Canadian bishop can’t give permission for priest to run for office

Canadian bishop can’t give permission for priest to run for office

Ed Peters gives a canon law analysis of the claim by a Canadian priest that he has been given permission by his bishop to run for Parliament. Fr. Raymond Gravel is a former gay prostitute who has publicly dissented from the Church’s moral teaching in almost every area of sexual morality.

Ed says canon 285 is quite clear: “Clerics are forbidden to assume public offices which entail a participation in the exercise of civil power.” The only permission to violate such a clear-cut prohibition would have to come from the Supreme Legislator, the Pope. No bishop could dispense the priest from that ban.

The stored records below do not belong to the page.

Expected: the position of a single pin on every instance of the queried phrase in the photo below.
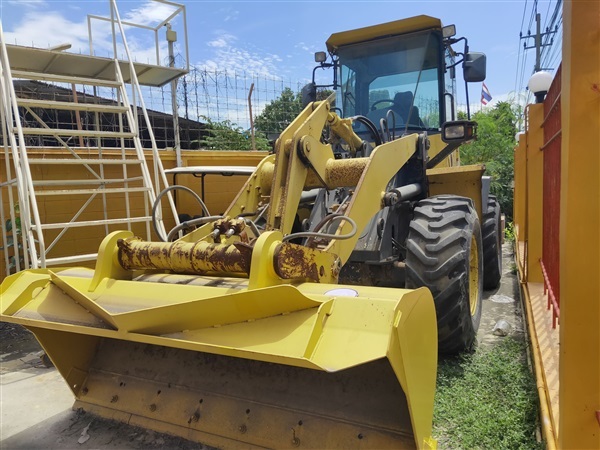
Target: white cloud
(220, 42)
(33, 30)
(229, 57)
(224, 40)
(27, 3)
(149, 13)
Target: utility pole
(537, 39)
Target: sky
(278, 38)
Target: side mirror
(458, 131)
(308, 94)
(474, 67)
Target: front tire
(492, 245)
(444, 254)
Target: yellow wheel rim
(473, 276)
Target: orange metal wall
(557, 216)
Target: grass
(487, 400)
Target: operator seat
(401, 106)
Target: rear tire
(444, 254)
(492, 245)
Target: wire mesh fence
(216, 106)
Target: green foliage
(509, 232)
(279, 113)
(226, 135)
(496, 129)
(487, 400)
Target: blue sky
(279, 38)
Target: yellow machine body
(236, 339)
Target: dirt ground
(35, 408)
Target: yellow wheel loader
(304, 316)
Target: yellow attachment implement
(309, 365)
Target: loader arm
(302, 161)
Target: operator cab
(399, 75)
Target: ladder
(58, 202)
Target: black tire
(444, 254)
(491, 233)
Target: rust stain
(294, 261)
(184, 257)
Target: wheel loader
(310, 314)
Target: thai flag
(486, 97)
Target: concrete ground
(35, 402)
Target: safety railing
(12, 131)
(160, 179)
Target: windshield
(396, 79)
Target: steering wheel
(389, 100)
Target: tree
(280, 112)
(226, 135)
(494, 147)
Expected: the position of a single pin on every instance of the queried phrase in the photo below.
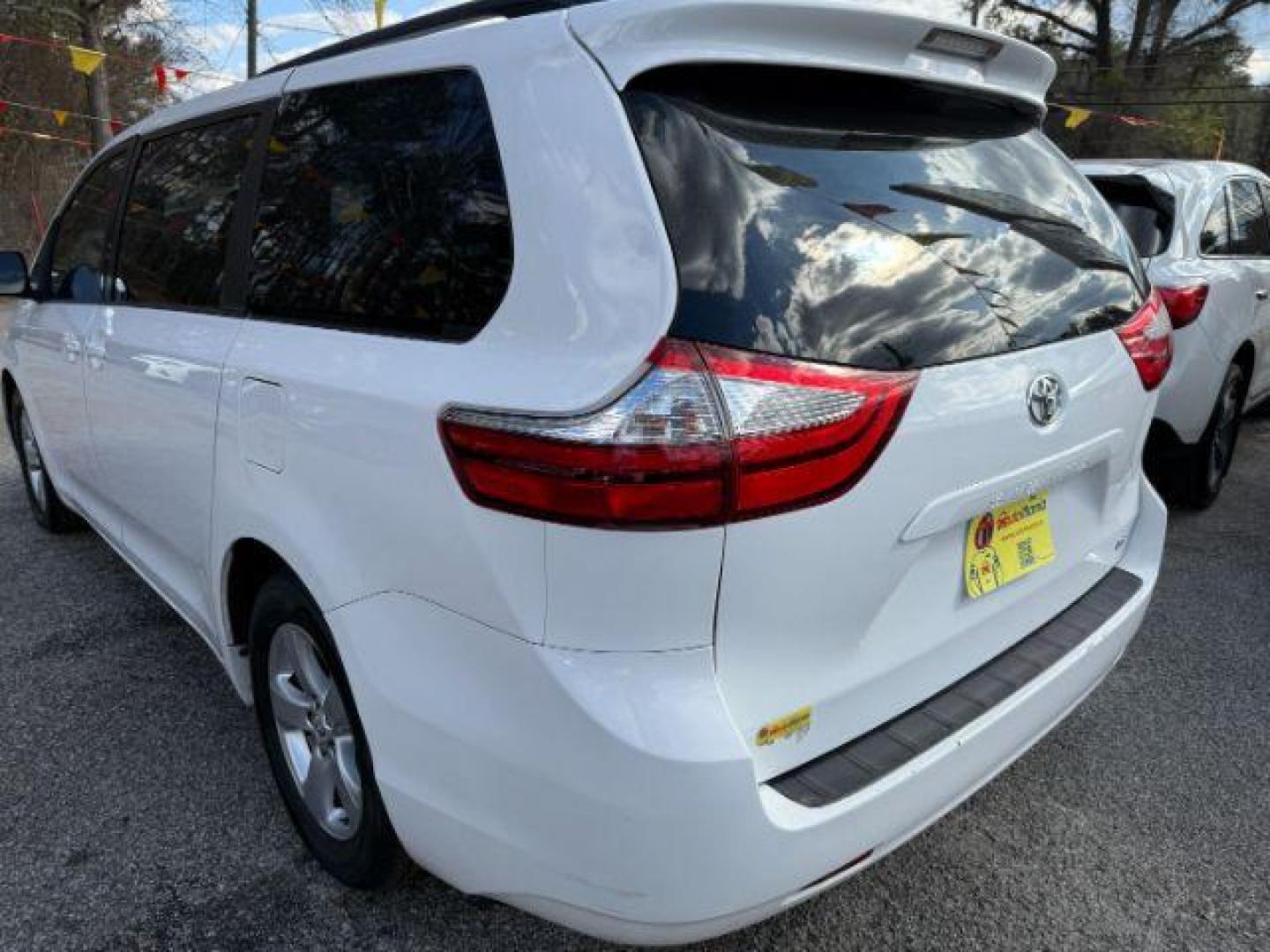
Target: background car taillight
(1148, 337)
(1184, 303)
(706, 435)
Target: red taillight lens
(1149, 340)
(1184, 303)
(766, 435)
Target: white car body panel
(564, 718)
(1232, 316)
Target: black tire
(370, 854)
(46, 505)
(1203, 469)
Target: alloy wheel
(1224, 435)
(317, 734)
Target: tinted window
(384, 210)
(1250, 234)
(1214, 238)
(873, 221)
(1145, 210)
(178, 215)
(81, 239)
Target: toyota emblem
(1045, 398)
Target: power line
(1174, 101)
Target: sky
(292, 26)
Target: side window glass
(1214, 238)
(178, 215)
(384, 210)
(1250, 233)
(80, 242)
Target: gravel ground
(138, 813)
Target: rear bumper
(1189, 392)
(611, 792)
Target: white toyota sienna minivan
(649, 458)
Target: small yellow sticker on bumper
(793, 725)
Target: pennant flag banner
(1136, 121)
(84, 60)
(1074, 117)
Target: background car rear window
(384, 210)
(1214, 238)
(1250, 233)
(1143, 208)
(873, 221)
(178, 215)
(80, 239)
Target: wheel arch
(8, 387)
(249, 562)
(1246, 360)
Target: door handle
(95, 354)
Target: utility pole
(98, 83)
(253, 29)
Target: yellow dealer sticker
(793, 725)
(1007, 544)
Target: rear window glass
(1145, 210)
(873, 221)
(384, 210)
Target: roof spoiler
(630, 37)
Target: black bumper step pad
(866, 759)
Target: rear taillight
(1149, 340)
(706, 435)
(1184, 303)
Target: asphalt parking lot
(138, 811)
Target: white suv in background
(1204, 234)
(648, 457)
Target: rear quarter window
(384, 210)
(873, 221)
(1143, 208)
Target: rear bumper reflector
(866, 759)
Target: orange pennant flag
(86, 60)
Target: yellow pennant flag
(1074, 117)
(86, 60)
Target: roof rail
(435, 22)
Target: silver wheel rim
(317, 735)
(1223, 438)
(32, 462)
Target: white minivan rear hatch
(900, 227)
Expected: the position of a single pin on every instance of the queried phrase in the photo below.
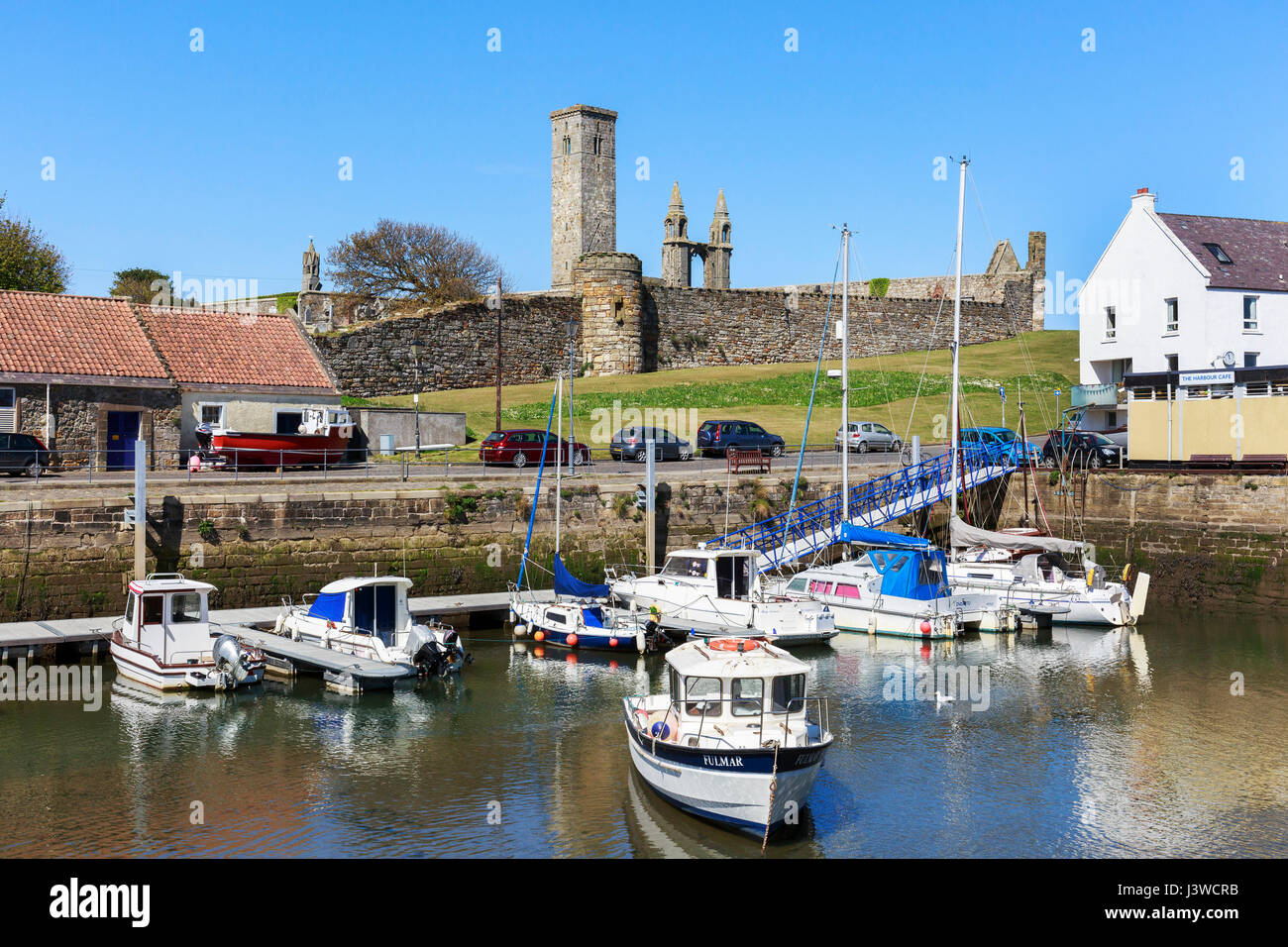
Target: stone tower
(677, 248)
(310, 278)
(583, 187)
(715, 272)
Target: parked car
(1082, 449)
(630, 444)
(717, 437)
(870, 436)
(22, 454)
(1004, 441)
(523, 446)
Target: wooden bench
(1263, 462)
(739, 460)
(1215, 460)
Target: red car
(523, 447)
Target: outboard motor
(230, 663)
(434, 656)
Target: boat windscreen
(329, 605)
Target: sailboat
(581, 615)
(900, 585)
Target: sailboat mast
(957, 335)
(845, 372)
(558, 458)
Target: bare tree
(411, 263)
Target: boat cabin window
(154, 609)
(374, 608)
(185, 605)
(789, 693)
(702, 696)
(694, 566)
(747, 696)
(733, 577)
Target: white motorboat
(717, 592)
(1030, 570)
(370, 618)
(898, 587)
(166, 641)
(735, 740)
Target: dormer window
(1222, 257)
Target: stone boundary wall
(698, 328)
(459, 341)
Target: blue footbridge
(814, 526)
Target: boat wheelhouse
(898, 587)
(372, 618)
(321, 438)
(166, 641)
(1030, 570)
(719, 592)
(735, 740)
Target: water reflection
(1091, 742)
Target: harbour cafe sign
(1201, 379)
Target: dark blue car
(717, 437)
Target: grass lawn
(883, 388)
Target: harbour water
(1091, 744)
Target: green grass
(883, 388)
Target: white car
(870, 436)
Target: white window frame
(1256, 324)
(9, 415)
(287, 411)
(223, 412)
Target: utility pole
(498, 354)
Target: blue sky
(220, 163)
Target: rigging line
(809, 412)
(979, 204)
(930, 348)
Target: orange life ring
(741, 644)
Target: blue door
(123, 431)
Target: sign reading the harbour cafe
(1196, 379)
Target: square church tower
(583, 187)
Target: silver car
(870, 436)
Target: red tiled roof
(52, 334)
(231, 348)
(1257, 249)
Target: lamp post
(415, 397)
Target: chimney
(1142, 198)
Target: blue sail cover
(880, 538)
(329, 605)
(568, 583)
(915, 574)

The Joliette diocese has said through a spokesman that the bishop has given his permission, an act outside his competence and one that presents a grave scandal to the faithful. The first thing that should happen is that the metropolitan for the province, Cardinal Jean-Claude Turcotte of Montreal, should contact Bishop Gilles Lussier and tell him to rescind his illegal permission. After that—presuming Lussier refuses since he must know he can’t do this in the first place—the nuncio should contact him. If he still won’t listen, the Pope himself—probably through the Congregation for Bishops—would call Lussier on the carpet.

Such blatant disregard for Church teaching, for canon law, and for the scandal to the faithful cannot be tolerated. It would only further erode the waning regard that the Catholic faithful have.